Poem #61: Hometown
Hometown
I remember the still, oppressive air in the attic, where you could see logs from the original cabin our old clapboard house had swallowed whole.
I remember the scent of baking dust and pine needles that filled my nose and mouth while I toasted my skin to a golden bronze.
I remember the day I left, riding a bus across the Golden Gate Bridge, watching the morning sun burn through the fog and glimmer, pearl-like, on the great dome of the Palace of Fine Arts.
I remember promising myself that I would return home in just a few years.
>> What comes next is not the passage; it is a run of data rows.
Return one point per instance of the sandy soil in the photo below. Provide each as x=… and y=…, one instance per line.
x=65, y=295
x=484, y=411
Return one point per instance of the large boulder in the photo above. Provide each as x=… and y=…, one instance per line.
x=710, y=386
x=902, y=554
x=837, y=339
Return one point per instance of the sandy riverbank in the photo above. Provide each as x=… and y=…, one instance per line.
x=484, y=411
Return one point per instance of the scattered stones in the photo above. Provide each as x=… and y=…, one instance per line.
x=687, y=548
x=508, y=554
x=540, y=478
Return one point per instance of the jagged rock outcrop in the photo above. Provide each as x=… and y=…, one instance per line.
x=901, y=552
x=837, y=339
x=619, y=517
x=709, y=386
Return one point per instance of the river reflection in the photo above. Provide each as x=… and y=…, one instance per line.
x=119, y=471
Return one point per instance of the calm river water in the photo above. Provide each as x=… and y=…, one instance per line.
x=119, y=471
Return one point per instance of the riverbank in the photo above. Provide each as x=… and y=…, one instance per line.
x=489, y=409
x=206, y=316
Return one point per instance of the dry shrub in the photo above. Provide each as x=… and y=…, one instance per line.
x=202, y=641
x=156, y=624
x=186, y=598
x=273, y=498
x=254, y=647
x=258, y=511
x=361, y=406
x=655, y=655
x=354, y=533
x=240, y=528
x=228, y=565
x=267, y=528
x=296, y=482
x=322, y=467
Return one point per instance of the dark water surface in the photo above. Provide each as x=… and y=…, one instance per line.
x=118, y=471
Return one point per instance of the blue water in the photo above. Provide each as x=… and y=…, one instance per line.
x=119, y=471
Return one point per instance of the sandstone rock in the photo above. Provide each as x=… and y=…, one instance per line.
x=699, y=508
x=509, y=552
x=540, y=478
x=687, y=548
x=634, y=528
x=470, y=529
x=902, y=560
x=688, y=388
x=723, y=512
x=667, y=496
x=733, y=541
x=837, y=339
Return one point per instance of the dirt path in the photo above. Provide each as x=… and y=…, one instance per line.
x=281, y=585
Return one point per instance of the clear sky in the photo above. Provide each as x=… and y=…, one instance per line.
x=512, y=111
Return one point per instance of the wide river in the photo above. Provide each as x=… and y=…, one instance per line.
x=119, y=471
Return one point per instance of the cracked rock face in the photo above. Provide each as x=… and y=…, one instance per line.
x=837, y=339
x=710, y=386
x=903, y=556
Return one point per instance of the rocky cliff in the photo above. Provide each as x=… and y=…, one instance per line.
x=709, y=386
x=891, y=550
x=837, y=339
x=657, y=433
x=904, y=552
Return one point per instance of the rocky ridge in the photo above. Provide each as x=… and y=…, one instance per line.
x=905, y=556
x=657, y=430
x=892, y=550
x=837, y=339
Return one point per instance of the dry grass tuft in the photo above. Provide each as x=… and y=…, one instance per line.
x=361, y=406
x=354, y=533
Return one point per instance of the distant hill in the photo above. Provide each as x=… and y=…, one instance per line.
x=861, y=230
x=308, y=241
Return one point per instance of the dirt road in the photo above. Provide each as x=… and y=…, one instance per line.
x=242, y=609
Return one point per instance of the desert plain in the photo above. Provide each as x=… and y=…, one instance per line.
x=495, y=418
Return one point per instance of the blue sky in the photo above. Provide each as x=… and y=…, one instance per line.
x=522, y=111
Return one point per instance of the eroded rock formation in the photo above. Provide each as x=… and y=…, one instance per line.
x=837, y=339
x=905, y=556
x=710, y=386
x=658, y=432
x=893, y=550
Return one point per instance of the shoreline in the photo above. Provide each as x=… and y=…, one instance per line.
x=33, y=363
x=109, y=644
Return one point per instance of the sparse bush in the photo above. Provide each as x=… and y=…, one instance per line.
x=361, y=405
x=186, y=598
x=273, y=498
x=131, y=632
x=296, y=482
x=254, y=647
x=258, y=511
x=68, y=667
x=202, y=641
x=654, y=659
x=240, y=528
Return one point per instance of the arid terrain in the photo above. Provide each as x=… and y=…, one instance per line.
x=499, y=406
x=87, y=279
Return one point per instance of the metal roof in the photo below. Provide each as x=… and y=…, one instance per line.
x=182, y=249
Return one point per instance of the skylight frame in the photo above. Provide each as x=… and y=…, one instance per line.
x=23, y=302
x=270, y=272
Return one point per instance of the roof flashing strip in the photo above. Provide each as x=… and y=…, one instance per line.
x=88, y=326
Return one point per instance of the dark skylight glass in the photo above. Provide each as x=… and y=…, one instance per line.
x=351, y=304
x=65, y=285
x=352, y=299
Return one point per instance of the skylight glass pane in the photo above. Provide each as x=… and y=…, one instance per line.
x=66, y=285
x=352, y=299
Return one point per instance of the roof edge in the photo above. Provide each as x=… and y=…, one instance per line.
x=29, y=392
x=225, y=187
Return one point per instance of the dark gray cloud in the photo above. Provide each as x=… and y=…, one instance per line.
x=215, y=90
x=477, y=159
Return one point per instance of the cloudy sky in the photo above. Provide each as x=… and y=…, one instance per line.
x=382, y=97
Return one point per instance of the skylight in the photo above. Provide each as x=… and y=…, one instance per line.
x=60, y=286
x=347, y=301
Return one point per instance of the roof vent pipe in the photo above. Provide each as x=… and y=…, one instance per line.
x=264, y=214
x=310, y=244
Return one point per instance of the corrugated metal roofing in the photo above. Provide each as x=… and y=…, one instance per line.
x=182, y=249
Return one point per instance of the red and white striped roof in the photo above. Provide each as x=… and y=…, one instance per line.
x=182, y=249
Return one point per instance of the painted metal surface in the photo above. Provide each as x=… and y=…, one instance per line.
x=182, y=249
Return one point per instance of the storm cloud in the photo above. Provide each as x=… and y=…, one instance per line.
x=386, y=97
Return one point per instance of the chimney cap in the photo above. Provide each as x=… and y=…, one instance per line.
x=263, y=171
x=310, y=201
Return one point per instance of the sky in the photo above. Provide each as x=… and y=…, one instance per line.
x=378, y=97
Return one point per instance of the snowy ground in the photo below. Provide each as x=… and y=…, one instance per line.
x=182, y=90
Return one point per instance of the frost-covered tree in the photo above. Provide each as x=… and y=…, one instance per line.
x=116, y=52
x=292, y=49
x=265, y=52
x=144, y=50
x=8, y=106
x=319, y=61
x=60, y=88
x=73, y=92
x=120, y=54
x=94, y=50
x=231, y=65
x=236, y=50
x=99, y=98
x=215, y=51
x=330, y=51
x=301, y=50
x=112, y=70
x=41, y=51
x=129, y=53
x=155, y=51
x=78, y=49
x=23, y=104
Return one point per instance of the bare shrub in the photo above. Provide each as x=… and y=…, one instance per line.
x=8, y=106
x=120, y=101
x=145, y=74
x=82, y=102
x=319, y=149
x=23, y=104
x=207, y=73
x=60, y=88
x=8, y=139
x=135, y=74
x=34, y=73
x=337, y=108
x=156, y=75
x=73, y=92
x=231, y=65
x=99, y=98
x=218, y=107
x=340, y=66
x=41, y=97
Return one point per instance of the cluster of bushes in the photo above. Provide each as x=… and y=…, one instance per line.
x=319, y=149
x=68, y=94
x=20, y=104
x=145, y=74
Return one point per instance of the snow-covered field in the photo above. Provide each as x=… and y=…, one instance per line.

I remember landing in an immense, flat gray city--suitcase, typewriter, and pillow in hand--where oil refineries lined the highway and the sky hung so low I could almost brush it with my fingertips.
I remember longing for my hometown, where mountains rose above the sea, the light glittered and glowed, and people spoke without guttural accents.
I remember the first excitement of Atlantic City, the mouthwatering greasiness of true cheesesteaks, and the gently-folded, idyllic landscape tossed, like a picnic blanket, at the city's feet.
I remember returning, one day, to the glowing, glittering, fog-shrouded city of my birth, only to find that--while I was wiping steak-and-Cheez-Whiz juice from my chin--it was no longer my home.